Which the stone-curlews and stone-chatterers

Worked into shape and finished. The sand-martens

And mud-larks, too, were busy in their department,

Mixing the mortar, while the water-birds,

As fast as it was wanted, brought the water

To temper and work it.
Peis.[in a fidget]—But who served the masons

Who did you get to carry it?
Mess.—To carry it?

Of course, the carrion crows and carrying pigeons.

Peis.[in a fuss, which he endeavors to conceal]—
Yes! yes! but after all, to load your hods,

How did you manage that?
Mess.—Oh, capitally,

I promise you. There were the geese, all barefoot

Trampling the mortar, and when all was ready

They handed it into the hods, so cleverly,

With their flat feet!
Peis.[a bad joke, as a vent for irritation]—
They footed it, you mean—

Come; it was handily done though, I confess.

Mess.—Indeed, I assure you, it was a sight to see them;

And trains of ducks there were, clambering the ladders

With their duck legs, like bricklayers’ ’prentices,

All dapper and handy, with their little trowels.

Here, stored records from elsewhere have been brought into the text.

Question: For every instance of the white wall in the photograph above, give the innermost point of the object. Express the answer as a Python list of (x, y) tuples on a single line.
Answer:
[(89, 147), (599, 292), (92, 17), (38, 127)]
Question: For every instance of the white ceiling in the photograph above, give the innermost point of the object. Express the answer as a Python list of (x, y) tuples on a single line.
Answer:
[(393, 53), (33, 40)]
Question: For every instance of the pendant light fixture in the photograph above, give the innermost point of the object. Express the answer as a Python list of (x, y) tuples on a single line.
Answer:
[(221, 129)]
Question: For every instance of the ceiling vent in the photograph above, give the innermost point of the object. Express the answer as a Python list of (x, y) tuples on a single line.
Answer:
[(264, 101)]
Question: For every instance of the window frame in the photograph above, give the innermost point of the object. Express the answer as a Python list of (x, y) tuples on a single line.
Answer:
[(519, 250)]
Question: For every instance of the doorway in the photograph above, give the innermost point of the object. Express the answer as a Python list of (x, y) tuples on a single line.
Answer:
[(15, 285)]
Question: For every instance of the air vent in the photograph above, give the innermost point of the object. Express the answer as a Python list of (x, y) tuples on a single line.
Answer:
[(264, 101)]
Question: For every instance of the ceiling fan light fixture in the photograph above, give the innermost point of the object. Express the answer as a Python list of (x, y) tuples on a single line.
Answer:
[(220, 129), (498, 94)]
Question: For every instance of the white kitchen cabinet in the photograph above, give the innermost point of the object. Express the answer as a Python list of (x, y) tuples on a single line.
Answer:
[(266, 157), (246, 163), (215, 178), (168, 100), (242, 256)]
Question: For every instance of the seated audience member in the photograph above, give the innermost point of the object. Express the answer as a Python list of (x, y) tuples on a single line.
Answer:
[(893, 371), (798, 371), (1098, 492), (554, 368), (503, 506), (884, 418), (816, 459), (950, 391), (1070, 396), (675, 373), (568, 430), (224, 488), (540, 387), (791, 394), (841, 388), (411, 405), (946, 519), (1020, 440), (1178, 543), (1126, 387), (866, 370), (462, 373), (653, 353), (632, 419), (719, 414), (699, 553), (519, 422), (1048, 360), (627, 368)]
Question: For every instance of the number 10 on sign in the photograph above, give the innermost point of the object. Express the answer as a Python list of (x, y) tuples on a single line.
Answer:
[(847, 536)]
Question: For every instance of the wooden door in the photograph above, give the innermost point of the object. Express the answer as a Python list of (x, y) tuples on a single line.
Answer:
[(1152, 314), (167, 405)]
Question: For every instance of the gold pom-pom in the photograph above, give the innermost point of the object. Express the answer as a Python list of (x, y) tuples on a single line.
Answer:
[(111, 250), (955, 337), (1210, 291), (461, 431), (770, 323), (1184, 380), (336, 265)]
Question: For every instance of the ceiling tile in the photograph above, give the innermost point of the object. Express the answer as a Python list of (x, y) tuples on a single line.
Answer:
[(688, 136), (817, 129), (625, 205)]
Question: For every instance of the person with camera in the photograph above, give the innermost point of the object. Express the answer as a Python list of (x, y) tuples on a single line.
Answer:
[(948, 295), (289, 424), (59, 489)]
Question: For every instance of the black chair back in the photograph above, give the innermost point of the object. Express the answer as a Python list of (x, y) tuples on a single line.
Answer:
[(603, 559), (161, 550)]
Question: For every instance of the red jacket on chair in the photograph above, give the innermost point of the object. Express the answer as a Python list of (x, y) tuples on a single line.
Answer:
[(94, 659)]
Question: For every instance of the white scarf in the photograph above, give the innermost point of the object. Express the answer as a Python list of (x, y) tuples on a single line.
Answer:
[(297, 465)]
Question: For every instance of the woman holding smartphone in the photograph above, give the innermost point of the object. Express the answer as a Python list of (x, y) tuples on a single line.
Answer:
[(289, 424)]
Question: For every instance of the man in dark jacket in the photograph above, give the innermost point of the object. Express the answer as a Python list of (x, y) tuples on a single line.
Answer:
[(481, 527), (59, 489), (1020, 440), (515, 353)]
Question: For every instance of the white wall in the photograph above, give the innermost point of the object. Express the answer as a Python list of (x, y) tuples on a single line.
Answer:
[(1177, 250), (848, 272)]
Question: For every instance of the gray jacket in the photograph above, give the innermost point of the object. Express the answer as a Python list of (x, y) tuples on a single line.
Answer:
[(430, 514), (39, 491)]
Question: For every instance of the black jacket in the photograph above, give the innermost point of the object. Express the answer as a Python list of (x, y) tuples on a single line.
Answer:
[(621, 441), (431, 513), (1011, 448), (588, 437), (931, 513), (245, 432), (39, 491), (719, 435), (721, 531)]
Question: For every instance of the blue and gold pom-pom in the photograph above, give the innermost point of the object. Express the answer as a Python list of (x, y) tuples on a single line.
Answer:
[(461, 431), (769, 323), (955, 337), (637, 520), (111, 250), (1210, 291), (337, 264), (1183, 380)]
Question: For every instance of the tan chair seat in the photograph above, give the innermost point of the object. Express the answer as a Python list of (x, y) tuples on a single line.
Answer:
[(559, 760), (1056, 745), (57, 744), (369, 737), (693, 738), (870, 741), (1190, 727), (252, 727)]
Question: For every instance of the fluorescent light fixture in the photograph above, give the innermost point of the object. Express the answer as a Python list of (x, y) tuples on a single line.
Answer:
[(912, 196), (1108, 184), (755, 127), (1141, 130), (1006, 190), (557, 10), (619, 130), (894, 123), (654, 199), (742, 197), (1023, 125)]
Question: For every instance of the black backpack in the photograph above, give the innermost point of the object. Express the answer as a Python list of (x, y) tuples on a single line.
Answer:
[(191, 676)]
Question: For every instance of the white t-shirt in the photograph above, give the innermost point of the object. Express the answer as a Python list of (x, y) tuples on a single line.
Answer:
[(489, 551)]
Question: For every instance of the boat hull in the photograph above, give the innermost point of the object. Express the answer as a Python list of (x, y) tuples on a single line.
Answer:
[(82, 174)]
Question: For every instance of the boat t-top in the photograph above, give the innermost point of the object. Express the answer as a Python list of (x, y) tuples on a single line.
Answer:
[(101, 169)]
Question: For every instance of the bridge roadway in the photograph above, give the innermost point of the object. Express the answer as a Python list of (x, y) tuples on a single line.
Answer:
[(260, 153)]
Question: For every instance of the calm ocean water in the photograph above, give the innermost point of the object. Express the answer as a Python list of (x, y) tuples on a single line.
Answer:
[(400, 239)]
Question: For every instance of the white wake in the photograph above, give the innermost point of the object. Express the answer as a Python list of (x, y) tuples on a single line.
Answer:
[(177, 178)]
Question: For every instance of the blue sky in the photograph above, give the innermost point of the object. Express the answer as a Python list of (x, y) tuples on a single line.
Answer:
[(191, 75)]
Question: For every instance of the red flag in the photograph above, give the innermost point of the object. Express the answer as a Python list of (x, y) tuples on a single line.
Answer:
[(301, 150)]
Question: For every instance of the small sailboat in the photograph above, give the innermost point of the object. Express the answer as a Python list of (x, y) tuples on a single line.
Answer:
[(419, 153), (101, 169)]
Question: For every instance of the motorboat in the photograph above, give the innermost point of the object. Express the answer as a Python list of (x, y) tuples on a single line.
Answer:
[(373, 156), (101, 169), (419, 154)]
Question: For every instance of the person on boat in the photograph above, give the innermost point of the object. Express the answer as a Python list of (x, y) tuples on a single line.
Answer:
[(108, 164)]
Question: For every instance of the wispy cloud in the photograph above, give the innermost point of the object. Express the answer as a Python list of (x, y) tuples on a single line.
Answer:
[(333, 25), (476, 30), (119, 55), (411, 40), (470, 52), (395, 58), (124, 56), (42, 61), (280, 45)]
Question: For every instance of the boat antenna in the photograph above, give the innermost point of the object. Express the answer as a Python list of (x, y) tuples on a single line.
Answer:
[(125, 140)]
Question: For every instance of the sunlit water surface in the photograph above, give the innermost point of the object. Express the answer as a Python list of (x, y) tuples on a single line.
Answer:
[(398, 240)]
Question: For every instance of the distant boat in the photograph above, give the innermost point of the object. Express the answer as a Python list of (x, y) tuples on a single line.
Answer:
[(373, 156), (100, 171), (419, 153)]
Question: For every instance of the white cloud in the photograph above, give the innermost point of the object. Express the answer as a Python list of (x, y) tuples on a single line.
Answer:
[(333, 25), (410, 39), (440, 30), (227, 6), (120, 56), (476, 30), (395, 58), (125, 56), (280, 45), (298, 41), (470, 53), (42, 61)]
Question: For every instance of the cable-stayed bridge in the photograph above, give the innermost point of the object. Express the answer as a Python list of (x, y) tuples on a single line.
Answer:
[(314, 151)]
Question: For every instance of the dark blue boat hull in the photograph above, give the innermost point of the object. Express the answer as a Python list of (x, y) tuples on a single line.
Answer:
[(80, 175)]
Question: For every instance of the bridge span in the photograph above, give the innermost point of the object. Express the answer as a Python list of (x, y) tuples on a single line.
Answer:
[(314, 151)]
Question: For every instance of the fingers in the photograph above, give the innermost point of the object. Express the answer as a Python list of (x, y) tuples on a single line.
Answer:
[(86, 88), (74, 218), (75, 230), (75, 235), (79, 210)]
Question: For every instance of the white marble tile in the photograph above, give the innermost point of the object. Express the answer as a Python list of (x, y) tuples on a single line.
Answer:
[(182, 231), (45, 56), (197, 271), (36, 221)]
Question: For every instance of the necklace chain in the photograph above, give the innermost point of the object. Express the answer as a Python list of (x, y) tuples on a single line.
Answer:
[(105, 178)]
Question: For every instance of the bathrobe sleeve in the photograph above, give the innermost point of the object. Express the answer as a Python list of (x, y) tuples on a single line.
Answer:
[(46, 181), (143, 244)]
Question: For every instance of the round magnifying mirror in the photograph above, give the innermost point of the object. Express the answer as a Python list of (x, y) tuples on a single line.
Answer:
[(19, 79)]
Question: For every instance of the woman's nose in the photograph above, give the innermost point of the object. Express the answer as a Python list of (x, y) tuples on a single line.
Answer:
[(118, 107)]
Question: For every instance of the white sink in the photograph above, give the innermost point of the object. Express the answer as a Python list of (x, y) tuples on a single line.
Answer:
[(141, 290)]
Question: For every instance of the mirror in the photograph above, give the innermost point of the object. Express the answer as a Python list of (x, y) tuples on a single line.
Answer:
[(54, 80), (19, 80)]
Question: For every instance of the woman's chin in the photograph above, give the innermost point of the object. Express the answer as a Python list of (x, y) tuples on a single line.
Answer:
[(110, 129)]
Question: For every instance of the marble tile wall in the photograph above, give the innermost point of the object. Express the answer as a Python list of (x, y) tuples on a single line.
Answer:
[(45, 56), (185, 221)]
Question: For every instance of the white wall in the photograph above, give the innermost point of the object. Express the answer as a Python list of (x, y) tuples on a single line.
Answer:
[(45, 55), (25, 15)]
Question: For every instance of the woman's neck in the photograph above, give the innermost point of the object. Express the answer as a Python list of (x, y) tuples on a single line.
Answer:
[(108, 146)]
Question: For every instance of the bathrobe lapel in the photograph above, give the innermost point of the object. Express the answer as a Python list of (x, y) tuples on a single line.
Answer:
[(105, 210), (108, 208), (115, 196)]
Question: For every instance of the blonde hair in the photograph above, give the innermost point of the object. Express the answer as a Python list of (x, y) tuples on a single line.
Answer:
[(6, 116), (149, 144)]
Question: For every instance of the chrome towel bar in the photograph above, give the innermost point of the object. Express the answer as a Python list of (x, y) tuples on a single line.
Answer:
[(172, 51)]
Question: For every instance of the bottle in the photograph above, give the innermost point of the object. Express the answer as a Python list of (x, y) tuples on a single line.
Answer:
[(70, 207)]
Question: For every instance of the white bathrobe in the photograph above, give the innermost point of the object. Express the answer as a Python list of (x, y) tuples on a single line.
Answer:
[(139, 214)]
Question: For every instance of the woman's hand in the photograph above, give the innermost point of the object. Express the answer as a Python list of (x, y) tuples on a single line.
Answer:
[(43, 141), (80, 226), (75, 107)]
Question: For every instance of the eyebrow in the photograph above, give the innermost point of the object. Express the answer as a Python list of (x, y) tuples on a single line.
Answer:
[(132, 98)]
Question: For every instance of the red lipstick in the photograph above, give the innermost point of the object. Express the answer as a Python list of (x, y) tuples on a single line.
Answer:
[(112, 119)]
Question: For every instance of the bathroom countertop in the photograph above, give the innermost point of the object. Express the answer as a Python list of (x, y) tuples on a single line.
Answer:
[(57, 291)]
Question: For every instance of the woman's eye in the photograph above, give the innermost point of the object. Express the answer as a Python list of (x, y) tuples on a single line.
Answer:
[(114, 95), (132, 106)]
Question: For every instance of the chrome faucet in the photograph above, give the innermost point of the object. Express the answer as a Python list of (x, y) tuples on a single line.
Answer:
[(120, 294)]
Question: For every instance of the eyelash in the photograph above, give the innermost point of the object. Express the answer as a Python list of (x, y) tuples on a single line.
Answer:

Peis.—In fact, then, it’s no use engaging foreigners;

Mere folly and waste, we’ve all within ourselves.

Ah, well now, come! But about the woodwork? Heh!

Who were the carpenters? Answer me that!

Mess.—The woodpeckers, of course: and there they were,

Laboring upon the gates, driving and banging,

With their hard hatchet-beaks, and such a din,

Such a clatter, as they made, hammering and hacking,

In a perpetual peal, pelting away

Like shipwrights, hard at work in the arsenal.

And now their work is finished, gates and all,

Staples and bolts, and bars and everything;

The sentries at their posts; patrols appointed;

The watchman in the barbican; the beacons

Ready prepared for lighting; all their signals

Arranged—but I’ll step out, just for a moment,

To wash my hands. You’ll settle all the rest.